What to do now? Scientists are struggling the reframe the problem. Some think research should be more focused on age.
“We can’t avoid the fact the number one risk factor for Alzheimer’s disease is age, and many of these other pathologies are age-associated,” said Dr. John Morris, a professor of neurology at Washington University in St. Louis. “We don’t see them in younger people.”
Carol Brayne, an epidemiologist at Cambridge University, has been saying as much for decades. There is something significant, she has found, about the obvious fact that the older a person gets, the more likely he or she is to develop dementia. By their 90s, one out of every two people has dementia.
A more optimistic view is that there may be something in the brain that sets off a cascade of multiple pathologies. If true, blocking that factor could stop the process and prevent dementia.
Dr. Hofman is convinced that the precipitating factor is diminished blood flow to the brain. “Alzheimer’s disease is a vascular disease,” he said.
Supporting this view, he added, are data from nine studies in the United States and Western Europe consistently finding a 15 percent decline in the incidence of new Alzheimer’s cases over the past 25 years.
“Why is that? I think the only reasonable candidate is improved vascular health,” Dr. Hofman said. The most important factor is the decline in smoking, he believes, but people in rich countries also are more likely to better control high blood pressure and cholesterol levels.
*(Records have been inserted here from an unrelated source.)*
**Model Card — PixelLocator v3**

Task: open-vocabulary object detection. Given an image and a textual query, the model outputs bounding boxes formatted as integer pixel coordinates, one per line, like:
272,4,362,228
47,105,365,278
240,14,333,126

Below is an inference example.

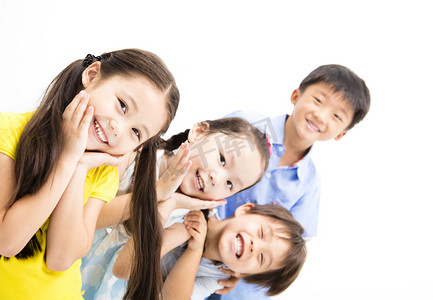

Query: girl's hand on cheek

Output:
167,193,227,210
60,91,93,163
156,143,192,201
184,210,207,251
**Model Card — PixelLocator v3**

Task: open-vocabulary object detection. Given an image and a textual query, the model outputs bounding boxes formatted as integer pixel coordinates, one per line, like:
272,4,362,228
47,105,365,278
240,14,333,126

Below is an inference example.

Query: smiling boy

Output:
212,65,370,300
162,203,306,300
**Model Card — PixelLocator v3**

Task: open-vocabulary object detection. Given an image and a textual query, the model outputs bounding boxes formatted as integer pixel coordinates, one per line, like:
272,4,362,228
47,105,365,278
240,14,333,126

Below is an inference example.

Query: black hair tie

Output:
83,54,102,68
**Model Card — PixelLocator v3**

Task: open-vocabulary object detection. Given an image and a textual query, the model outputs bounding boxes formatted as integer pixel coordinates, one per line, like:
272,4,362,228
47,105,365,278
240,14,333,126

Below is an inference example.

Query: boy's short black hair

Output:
299,65,370,130
243,204,307,296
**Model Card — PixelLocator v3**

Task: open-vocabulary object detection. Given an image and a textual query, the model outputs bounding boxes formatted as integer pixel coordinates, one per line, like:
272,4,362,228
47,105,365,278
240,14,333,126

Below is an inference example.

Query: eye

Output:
220,154,226,167
227,180,233,190
132,128,141,140
118,99,128,113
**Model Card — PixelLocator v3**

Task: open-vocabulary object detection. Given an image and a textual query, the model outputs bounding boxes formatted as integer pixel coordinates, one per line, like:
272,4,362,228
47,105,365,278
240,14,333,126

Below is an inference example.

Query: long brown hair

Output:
3,49,179,299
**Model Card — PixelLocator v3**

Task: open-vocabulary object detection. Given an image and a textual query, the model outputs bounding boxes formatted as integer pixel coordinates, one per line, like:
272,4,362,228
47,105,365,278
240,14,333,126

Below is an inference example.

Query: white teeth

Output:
235,234,243,258
94,120,108,143
195,171,203,191
307,121,320,131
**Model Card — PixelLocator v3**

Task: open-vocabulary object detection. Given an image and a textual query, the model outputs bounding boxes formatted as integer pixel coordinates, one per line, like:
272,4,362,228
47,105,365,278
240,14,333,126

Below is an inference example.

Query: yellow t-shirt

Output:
0,112,119,300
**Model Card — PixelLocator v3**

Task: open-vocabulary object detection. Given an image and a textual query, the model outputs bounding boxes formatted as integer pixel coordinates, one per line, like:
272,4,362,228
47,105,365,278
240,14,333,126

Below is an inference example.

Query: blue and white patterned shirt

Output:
217,111,320,300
Dr. Seth Love, professor of pathology at the University of Bristol in England, noted that a core feature of Alzheimer’s is a reduction in blood flow through the cerebrum of the brain.
That happens even in people with the genetic mutation that leads Alzheimer’s in middle age. Fifteen to 20 years before these people have dementia, blood to their brains slows.
“We don’t know why,” Dr. Love said.
Or perhaps it really is amyloid that begins the avalanche of other problems.
Some researchers still hold out hope that if anti-amyloid drugs are started early enough, they might prevent dementia. Clinical trials are testing the idea now in people genetically disposed to get Alzheimer’s disease.
But even if the drugs work, will they work in the elderly patients who make up the bulk of those with an Alzheimer’s diagnosis — but who don’t have anything resembling a pure form of the disease?
Perhaps those drugs will have only a small effect in patients with mixed pathologies, Dr. Hardy said. It would take gigantic trials going on for years to see such a tiny effect.
“Those aren’t the kind of medicines we are looking for,” said Dr. Skovronsky, of Eli Lilly. “We want something that has a big effect.”
Dr. Skovronsky has been forced to do some soul-searching. Trying anti-amyloid drugs in old people in the early or middle stages of Alzheimer’s just is not working.
“It’s the right time to focus on these tough questions,” Dr. Skovronsky said.